Rand Paul Gets His "˜Mojo' Workin' With the GOP Base

"We have arrived at a day of reckoning. Will we falter? Or will we thrive and rediscover our mojo?"

At his speech to the conservative Values Voter Summit on Friday, Sen. Rand Paul made a somewhat obscure literary reference. And no, it wasn't Ayn Rand.

He was talking about The Moviegoer by Walter Percy—a book about a man's struggle to find spiritual redemption as he feels increasingly alienated in his everyday life. It's about rejecting the routine of everyday life and opening yourself to "the search" for self-actualization. "The search is what anyone would undertake if he were not sunk in the everydayness of his own life," Percy's narrator writes.

Paul echoed that sentiment in a considerably more philosophical speech than the two preceding ones from Sen. Ted Cruz and Texas Lieutenant Gov. David Dewhurst. "Walker Percy laments in The Moviegoer that we've left no room for the seeker," he said. "Maybe, our country's revival depends on seeking and rediscovering the synthesis of freedom and tradition."

That idea—that we must reject everyday life to find our bliss—is as poignant for those seeking to open an artisanal apiary in Portland as the conservative voters who feel America is losing its very soul.

"We have arrived at a day of reckoning," Paul then told the crowd soberly. "Will we falter? Or will we thrive and rediscover our mojo?"

But the literary criticism was just the appetizer; the entree was the same brand of red meat being served all day at the summit. In his speech, Paul launched into a tirade against the Obama administration, saying America is in a "spiritual crisis" and that Obama "acts like he's a king."

Paul called Obama "arrogant" for saying, "If Congress will not act, then I must."

"These are not the words of a great leader," Paul said. "These words sound more like the exclamations of an autocrat."

Paul also blasted the president for not seeking congressional approval before dropping bombs on members of the Islamic State of Iraq and Syria.

"We must act but we should act within the rule of law," Paul said. "The Constitution states that only Congress may declare war, yet this president has, in Libya, and then again this week in Syria, committed our sons and daughters to a war that is not authorized by Congress."

Of course, this is the Values Voter Summit, not a foreign policy panel at the Brookings Institution, so Paul eventually pivoted back to government oppression of religious people, focusing on the Supreme Court's Hobby Lobby decision.

"The First Amendment is not about keeping religious people out of government, it is about keeping government out of religion," Paul said. "Obamacare tries to force us to separate our faith from our business. Fortunately, the Supreme Court thought otherwise."

"Across the globe, Christians are under attack as if we lived in the Middle Ages or as if we lived under early pagan Roman rule," he continued. He cited two cases of Christian women being persecuted for their faith: Meriam Ibrahim, a Sudanese woman who was sentenced to death for refusing to denounce Christianity, and Asia Bibi, a Pakistani woman who was beaten in the street and faces charges of blasphemy.

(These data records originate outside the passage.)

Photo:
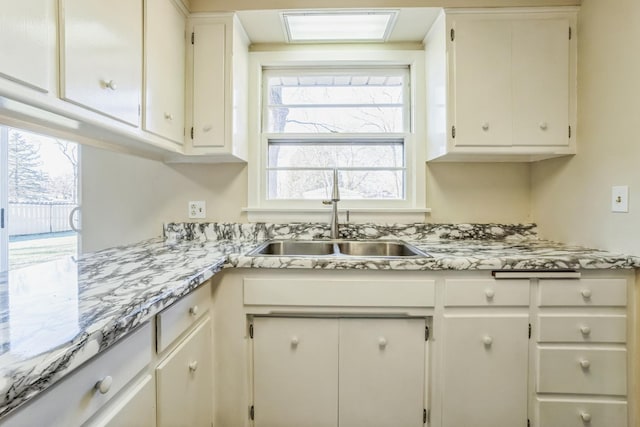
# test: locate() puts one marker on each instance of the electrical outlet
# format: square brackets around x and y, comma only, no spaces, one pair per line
[197,209]
[620,198]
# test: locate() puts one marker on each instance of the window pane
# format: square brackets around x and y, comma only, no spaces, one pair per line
[387,154]
[353,185]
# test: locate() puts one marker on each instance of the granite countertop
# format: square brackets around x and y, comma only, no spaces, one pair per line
[57,315]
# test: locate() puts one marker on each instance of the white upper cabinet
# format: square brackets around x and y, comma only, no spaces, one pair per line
[217,88]
[165,29]
[502,85]
[28,42]
[101,56]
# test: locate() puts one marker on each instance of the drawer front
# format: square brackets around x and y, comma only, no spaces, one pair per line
[339,293]
[583,292]
[76,398]
[175,320]
[489,292]
[583,371]
[576,413]
[582,329]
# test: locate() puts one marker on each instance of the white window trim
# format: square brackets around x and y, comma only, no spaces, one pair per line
[413,208]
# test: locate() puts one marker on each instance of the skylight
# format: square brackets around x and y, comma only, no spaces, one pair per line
[339,26]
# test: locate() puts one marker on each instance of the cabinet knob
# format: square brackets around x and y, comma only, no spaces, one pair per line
[109,84]
[104,385]
[585,416]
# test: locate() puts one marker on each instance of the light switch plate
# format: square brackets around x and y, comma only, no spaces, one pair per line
[620,198]
[197,209]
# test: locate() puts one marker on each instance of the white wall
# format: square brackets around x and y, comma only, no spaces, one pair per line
[571,196]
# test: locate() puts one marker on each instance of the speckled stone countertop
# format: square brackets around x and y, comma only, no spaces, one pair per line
[57,315]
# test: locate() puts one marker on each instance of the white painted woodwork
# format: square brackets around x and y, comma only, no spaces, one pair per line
[486,292]
[574,413]
[184,382]
[582,329]
[28,42]
[295,372]
[582,370]
[482,61]
[136,408]
[165,60]
[583,292]
[75,399]
[540,81]
[101,56]
[175,320]
[484,370]
[381,372]
[339,292]
[210,84]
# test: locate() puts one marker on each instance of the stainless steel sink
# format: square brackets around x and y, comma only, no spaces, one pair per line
[338,248]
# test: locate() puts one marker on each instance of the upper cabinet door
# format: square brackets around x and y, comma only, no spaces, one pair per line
[165,27]
[28,42]
[482,64]
[541,82]
[101,56]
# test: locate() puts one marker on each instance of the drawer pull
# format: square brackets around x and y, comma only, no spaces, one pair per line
[585,416]
[585,330]
[104,385]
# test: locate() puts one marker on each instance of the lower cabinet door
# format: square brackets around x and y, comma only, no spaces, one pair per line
[184,382]
[295,364]
[485,365]
[136,408]
[382,371]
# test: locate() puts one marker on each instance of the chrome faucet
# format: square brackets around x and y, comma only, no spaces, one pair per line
[335,198]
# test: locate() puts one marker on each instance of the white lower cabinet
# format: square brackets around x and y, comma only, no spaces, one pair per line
[485,370]
[184,381]
[346,372]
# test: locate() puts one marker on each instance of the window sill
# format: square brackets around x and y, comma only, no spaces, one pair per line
[358,215]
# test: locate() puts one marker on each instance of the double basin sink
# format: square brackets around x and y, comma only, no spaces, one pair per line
[338,248]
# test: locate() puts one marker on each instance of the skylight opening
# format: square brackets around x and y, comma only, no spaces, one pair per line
[338,26]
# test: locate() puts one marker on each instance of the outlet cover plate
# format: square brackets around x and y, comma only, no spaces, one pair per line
[197,209]
[620,198]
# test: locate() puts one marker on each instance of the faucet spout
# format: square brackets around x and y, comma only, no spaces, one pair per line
[335,198]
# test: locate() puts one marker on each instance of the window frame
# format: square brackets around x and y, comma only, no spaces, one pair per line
[412,207]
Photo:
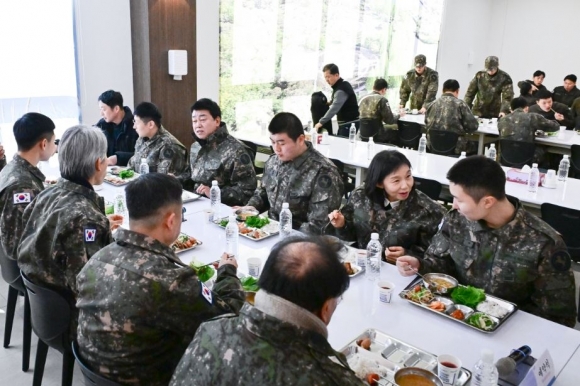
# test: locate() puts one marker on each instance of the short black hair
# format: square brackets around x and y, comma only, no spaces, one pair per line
[305,271]
[380,84]
[543,94]
[450,85]
[147,111]
[479,176]
[286,123]
[111,98]
[151,192]
[209,105]
[331,67]
[384,163]
[539,72]
[32,128]
[571,77]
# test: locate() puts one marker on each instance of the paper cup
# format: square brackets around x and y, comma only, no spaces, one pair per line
[254,265]
[385,291]
[448,368]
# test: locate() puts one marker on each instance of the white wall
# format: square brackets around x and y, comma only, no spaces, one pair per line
[104,57]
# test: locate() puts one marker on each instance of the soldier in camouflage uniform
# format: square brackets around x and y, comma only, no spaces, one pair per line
[522,126]
[216,155]
[421,83]
[21,180]
[490,241]
[139,304]
[402,215]
[282,339]
[375,106]
[452,114]
[492,90]
[66,223]
[163,152]
[299,175]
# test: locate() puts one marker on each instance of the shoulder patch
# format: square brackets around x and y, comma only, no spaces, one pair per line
[22,198]
[206,293]
[561,261]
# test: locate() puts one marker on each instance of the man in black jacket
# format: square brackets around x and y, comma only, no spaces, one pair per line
[343,101]
[117,125]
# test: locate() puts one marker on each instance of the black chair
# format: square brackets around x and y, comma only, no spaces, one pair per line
[516,153]
[11,274]
[443,142]
[431,188]
[409,134]
[567,222]
[90,377]
[51,316]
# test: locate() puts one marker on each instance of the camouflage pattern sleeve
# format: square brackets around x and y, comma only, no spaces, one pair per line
[327,190]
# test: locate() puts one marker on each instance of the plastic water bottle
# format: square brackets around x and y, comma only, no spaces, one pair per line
[563,168]
[374,251]
[232,236]
[143,166]
[285,223]
[352,133]
[423,144]
[371,147]
[492,154]
[215,198]
[534,179]
[484,372]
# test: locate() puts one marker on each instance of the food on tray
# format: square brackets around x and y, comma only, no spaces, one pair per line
[482,321]
[492,308]
[468,296]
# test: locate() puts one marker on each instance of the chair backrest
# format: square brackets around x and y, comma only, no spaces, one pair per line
[91,378]
[567,222]
[516,153]
[50,314]
[431,188]
[409,134]
[443,142]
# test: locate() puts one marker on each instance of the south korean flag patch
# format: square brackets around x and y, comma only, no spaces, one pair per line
[90,235]
[206,293]
[22,198]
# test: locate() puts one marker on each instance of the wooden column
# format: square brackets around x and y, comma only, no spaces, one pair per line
[158,26]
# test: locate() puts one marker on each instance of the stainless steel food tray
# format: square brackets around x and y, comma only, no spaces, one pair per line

"Until Asia Bibi is freed, Pakistan should not receive a penny of U.S. aid!" Paul said, in the first big applause line of his speech. "Not one penny should go to any nation that persecutes or kills Christians!"

Paul doesn't apply his religion as thickly as Cruz or Dr. Ben Carson. In his public appearances, Paul sounds more like he's delivering a poli-sci lecture than a homily. But the religious undercurrent was there, even if the crowd didn't testify as loudly as they did for Cruz.

While Cruz can win over a crowd with sheer rhetorical vigor, Paul's appeal is more subtle. "No U.S. aid!" is a more nuanced take than "it is our job to kill terrorists." So while Paul may be able to weave religion into his foreign policy agenda more deftly than Cruz, that sort of talk was hardly the main attraction for the crowd on Friday.